The Communist Party of Cuba has announced that it will consider President Raul Castro's unprecedented call for term limits for all government officials.
A statement said the party conference in January would discuss a maximum of two five-year terms.
The document also called for the promotion of qualified young leaders.
Earlier this year, President Castro said Cuba must prepare a new generation to take over.
Raul Castro, who is now 80, said the same limits would apply to him.
He took over from his brother, Fidel, in 2008. Between them, they have ruled Cuba for 52 years since 1959.
The statement on the proposal for term limits will be discussed at party meetings in the coming months.
It said the aim was to achieve a "gradual renewal in leadership".
The proposal also spoke of a need to promote racial and gender diversity in positions of responsibility.

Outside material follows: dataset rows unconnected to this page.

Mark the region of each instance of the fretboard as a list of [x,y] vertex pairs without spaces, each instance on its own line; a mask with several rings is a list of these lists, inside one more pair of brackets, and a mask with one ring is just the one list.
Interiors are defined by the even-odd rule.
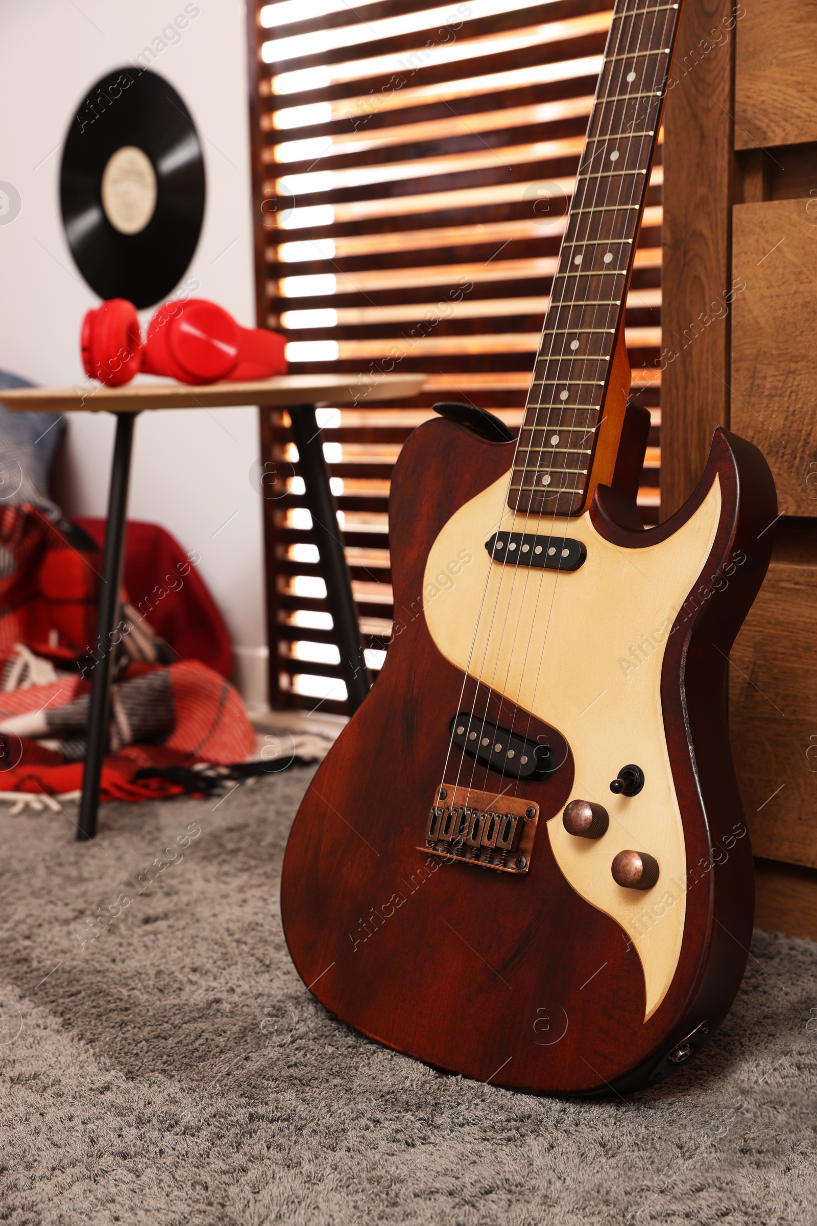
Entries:
[[679,13],[680,2],[615,6],[511,478],[521,511],[571,515],[584,501]]

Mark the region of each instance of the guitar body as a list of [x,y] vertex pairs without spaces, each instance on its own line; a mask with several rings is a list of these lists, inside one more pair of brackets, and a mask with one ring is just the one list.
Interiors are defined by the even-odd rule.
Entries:
[[[709,1037],[746,964],[752,861],[725,677],[768,565],[774,485],[719,430],[660,527],[641,530],[606,485],[556,522],[506,505],[513,454],[445,421],[403,447],[394,638],[295,818],[284,931],[317,999],[390,1047],[521,1090],[630,1090]],[[584,562],[502,565],[486,550],[497,527],[570,537]],[[546,744],[554,769],[480,763],[452,743],[459,712]],[[614,794],[628,764],[643,787]],[[535,809],[522,869],[427,837],[441,785]],[[577,798],[608,810],[603,836],[567,832]],[[612,879],[627,848],[658,863],[652,888]]]

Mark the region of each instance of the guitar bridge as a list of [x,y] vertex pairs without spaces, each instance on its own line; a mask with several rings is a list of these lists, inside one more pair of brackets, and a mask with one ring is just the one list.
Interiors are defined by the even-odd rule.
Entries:
[[527,873],[538,820],[539,805],[532,801],[443,783],[418,851],[502,873]]

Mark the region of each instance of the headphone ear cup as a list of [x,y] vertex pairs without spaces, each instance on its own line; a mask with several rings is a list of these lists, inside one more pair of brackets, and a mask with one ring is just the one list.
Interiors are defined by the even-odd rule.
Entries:
[[142,367],[142,333],[134,303],[110,298],[82,321],[82,365],[91,379],[119,387]]
[[223,306],[205,298],[165,303],[148,324],[143,369],[189,384],[225,379],[238,360],[239,331]]

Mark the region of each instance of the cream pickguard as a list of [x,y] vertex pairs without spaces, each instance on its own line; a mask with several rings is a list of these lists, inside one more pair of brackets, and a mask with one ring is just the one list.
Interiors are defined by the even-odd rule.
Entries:
[[[715,537],[720,483],[672,537],[641,549],[610,544],[589,515],[554,521],[516,514],[506,505],[507,488],[506,474],[440,532],[424,576],[426,623],[451,663],[562,733],[576,761],[568,799],[597,801],[608,809],[610,828],[601,839],[567,834],[561,813],[548,823],[548,832],[572,888],[633,942],[644,972],[647,1020],[672,981],[686,905],[683,828],[661,718],[661,662],[675,614]],[[503,566],[485,549],[497,528],[583,541],[587,560],[568,574]],[[473,562],[451,566],[462,550]],[[610,780],[628,763],[644,771],[644,787],[634,797],[615,796]],[[622,889],[612,880],[610,866],[625,848],[658,861],[660,877],[652,890]]]

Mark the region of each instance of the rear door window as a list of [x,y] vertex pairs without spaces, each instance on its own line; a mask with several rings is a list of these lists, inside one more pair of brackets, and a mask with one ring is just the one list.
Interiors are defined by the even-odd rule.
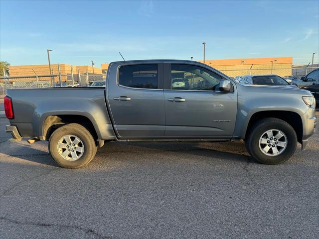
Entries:
[[215,91],[222,77],[198,66],[171,64],[171,89]]
[[129,65],[120,67],[119,84],[134,88],[158,89],[157,64]]

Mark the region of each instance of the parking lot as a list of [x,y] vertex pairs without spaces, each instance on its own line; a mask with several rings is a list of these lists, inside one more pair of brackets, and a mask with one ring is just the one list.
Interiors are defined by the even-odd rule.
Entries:
[[1,238],[318,235],[318,131],[281,165],[251,160],[241,142],[110,142],[67,170],[46,142],[9,143],[7,123],[0,119]]

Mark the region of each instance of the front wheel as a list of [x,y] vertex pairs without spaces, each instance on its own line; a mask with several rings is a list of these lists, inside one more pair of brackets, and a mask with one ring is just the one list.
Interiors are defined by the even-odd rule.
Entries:
[[278,164],[289,159],[296,150],[297,136],[292,126],[277,118],[255,123],[245,141],[252,157],[265,164]]
[[97,150],[90,132],[77,123],[58,128],[49,139],[49,152],[63,168],[77,168],[87,164],[95,156]]

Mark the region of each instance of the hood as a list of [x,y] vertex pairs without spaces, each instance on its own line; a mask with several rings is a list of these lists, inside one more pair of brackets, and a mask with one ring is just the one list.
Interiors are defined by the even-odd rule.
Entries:
[[243,92],[258,93],[260,94],[276,93],[278,94],[300,95],[303,96],[312,96],[313,94],[307,90],[300,89],[294,85],[286,86],[265,86],[261,85],[241,85],[236,84],[238,90]]

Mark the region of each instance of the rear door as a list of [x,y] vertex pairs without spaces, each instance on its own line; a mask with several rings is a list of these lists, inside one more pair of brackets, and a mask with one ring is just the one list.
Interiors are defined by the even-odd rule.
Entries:
[[148,61],[112,66],[117,72],[108,76],[107,98],[119,138],[164,135],[162,66],[162,61]]
[[165,64],[166,137],[232,135],[237,92],[219,92],[222,76],[198,65]]

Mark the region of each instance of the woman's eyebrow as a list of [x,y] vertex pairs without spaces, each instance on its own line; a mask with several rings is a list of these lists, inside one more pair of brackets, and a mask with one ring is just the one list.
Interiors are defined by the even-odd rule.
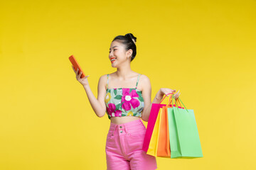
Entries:
[[[112,48],[116,47],[118,47],[118,46],[117,45],[114,46],[114,47],[112,47]],[[111,48],[110,48],[110,50],[111,50]]]

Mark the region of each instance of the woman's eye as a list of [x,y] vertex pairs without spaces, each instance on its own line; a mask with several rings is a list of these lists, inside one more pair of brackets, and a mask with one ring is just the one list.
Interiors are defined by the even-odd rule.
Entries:
[[[117,49],[114,49],[114,51],[116,50],[117,50]],[[110,53],[110,52],[109,52]]]

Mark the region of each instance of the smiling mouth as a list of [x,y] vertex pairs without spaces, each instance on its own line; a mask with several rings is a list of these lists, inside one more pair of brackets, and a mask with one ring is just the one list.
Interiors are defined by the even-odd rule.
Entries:
[[117,59],[114,57],[112,57],[110,60],[111,63],[113,63]]

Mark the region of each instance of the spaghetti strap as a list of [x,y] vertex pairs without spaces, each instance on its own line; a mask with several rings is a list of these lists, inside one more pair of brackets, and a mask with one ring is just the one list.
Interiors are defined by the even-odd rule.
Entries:
[[137,89],[137,86],[138,86],[138,83],[139,83],[139,76],[141,75],[142,74],[139,74],[139,76],[138,76],[138,79],[137,79],[137,84],[136,84],[136,87],[135,89]]
[[107,74],[107,87],[108,87],[108,77],[109,77],[109,74]]

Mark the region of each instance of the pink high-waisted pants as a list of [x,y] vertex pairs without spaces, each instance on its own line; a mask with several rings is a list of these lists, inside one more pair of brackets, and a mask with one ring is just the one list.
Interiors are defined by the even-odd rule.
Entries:
[[116,125],[110,123],[106,141],[107,170],[154,170],[156,157],[142,150],[146,128],[141,119]]

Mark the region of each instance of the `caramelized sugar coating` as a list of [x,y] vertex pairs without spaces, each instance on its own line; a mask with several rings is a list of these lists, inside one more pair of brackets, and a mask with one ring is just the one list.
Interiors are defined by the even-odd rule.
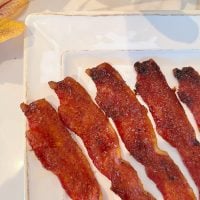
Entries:
[[178,96],[189,107],[200,129],[200,75],[192,67],[173,72],[179,82]]
[[100,187],[90,165],[65,129],[55,109],[44,99],[21,104],[28,119],[27,140],[44,168],[52,171],[73,200],[99,200]]
[[159,66],[148,60],[135,63],[137,93],[147,103],[158,133],[179,151],[186,167],[200,189],[200,143]]
[[108,63],[88,69],[97,87],[96,102],[111,117],[131,155],[141,162],[166,200],[195,199],[183,174],[157,146],[147,110],[120,74]]
[[111,180],[112,190],[124,200],[154,199],[144,191],[136,171],[122,160],[114,129],[87,91],[70,77],[49,85],[60,99],[63,122],[82,138],[95,166]]

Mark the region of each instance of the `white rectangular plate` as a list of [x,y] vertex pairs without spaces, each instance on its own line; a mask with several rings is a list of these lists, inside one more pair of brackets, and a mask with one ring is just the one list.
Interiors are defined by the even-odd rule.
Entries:
[[[48,87],[48,81],[61,80],[65,76],[76,78],[94,98],[96,88],[85,74],[85,69],[109,62],[134,89],[133,64],[153,58],[161,67],[171,87],[177,86],[172,75],[174,67],[191,65],[200,71],[200,16],[199,15],[115,15],[115,16],[64,16],[31,15],[25,40],[26,101],[30,103],[46,98],[55,107],[58,100]],[[141,99],[139,99],[141,103]],[[197,127],[188,109],[188,118]],[[150,113],[150,118],[152,119]],[[154,124],[154,123],[153,123]],[[80,138],[72,134],[86,156]],[[168,151],[178,164],[188,182],[194,185],[176,150],[157,135],[158,145]],[[150,181],[141,164],[127,152],[120,140],[122,155],[138,171],[146,190],[158,199],[162,195]],[[57,178],[45,170],[27,146],[27,194],[28,200],[66,200],[69,197]],[[89,157],[88,157],[89,159]],[[109,188],[110,182],[99,173],[89,159],[101,185],[103,199],[120,199]]]

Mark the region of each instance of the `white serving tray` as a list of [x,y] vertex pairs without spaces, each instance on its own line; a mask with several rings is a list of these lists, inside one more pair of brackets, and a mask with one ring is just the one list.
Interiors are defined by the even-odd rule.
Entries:
[[[28,103],[45,97],[57,107],[57,97],[47,83],[50,80],[61,80],[65,76],[76,78],[94,98],[96,88],[84,70],[102,62],[111,63],[133,89],[136,77],[133,64],[136,61],[155,59],[171,87],[177,86],[172,75],[174,67],[192,65],[200,71],[198,13],[112,13],[101,16],[33,14],[27,18],[26,24],[28,28],[24,54]],[[184,108],[198,133],[191,113],[185,106]],[[149,116],[152,119],[150,113]],[[80,138],[75,135],[73,137],[87,155]],[[197,195],[197,188],[176,150],[160,136],[157,135],[157,138],[158,145],[168,151]],[[123,158],[138,171],[145,189],[153,193],[158,200],[162,200],[161,193],[147,178],[143,166],[129,155],[121,140],[120,145]],[[120,199],[109,189],[110,181],[100,174],[90,159],[89,162],[101,185],[103,199]],[[56,176],[42,167],[28,145],[26,175],[26,200],[69,199]]]

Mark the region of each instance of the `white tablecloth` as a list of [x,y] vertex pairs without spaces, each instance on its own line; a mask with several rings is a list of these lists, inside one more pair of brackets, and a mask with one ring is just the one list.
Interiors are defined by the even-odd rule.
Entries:
[[[20,17],[43,11],[199,9],[200,0],[31,0]],[[24,195],[23,36],[0,44],[0,199]]]

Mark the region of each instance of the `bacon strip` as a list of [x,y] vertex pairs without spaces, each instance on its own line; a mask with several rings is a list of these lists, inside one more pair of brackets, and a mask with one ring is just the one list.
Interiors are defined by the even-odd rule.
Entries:
[[192,67],[173,72],[179,82],[178,96],[189,107],[200,129],[200,75]]
[[44,99],[21,104],[30,130],[27,140],[44,168],[59,178],[73,200],[101,199],[99,185],[90,165],[60,121],[55,109]]
[[146,108],[138,102],[120,74],[107,63],[86,72],[96,84],[97,104],[113,119],[126,148],[145,166],[164,199],[195,199],[178,167],[158,148]]
[[136,171],[121,158],[114,129],[86,90],[70,77],[49,85],[60,99],[63,122],[82,138],[94,165],[111,180],[112,190],[124,200],[154,199],[144,191]]
[[135,63],[137,92],[149,106],[158,133],[179,151],[200,190],[200,143],[160,68],[153,60]]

However, it reaffirmed the Communist Party's position as the only one allowed in Cuba.
The document also warned that the government's foreign enemies were "lurking and waiting to pounce".
"The imperialists pin their hopes on the supposed vulnerability of the new generations... They try to foment division, apathy, dismay... and a lack of confidence in the leadership of the revolution and the party," it said.
President Castro raised the issue in April at the start of the first congress of Cuba's ruling Communist Party for 14 years.
He said the party leadership was in need of renewal and should subject itself to severe self-criticism.
In his speech then, Raul Castro said the limit of two consecutive five-year terms would apply to "the current president of the Council of State and his ministers" - a reference to himself.
The proposal is unprecedented under Cuban communism.